Quality improvement, turbo-charged
Like most CIOs who have implemented CPOE, Rothenhaus extols its benefits for data analysis and quality improvement. “We're looking at metrics for patients whose medications have been barcoded, and we've been looking at CPOE-entered orders and have been tracking adverse events,” he says.
At Summa Health, a five-hospital, 2,060-bed health system based in Akron, Ohio, System Vice President and CIO Greg Kall says, “CPOE is indeed a platform, and it allows you to do things you can't do as easily in a paper-based world. We view it here at Summa as a tool: there's this great marriage between information technology and quality that allows us to help move our quality agenda forward.”
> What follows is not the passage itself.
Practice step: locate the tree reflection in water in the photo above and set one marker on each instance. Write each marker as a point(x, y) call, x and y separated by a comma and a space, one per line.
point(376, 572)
Charles Ross, M.D., Summa's vice president and CMIO, says that while there are some technical aspects that are important in successful CPOE implementation, the vast majority of elements are process changes that lead to the end-point, which improved care quality. “That, to me, is much more important than checking a box and saying you've done it, and now you want your money from ARRA-HITECH,” he says firmly.
The pioneers say in the end, ARRA-HITECH legislation is only accomplishing what should have already been happening - an industry-wide acceleration in CPOE adoption. Caritas Christi's Rothenhaus says one day in the future, leaders across healthcare will understand that CPOE is an infrastructure that allows for serious and continual process improvement. “I think if you flash forward just five years from now, using paper to write orders will be an anachronism.”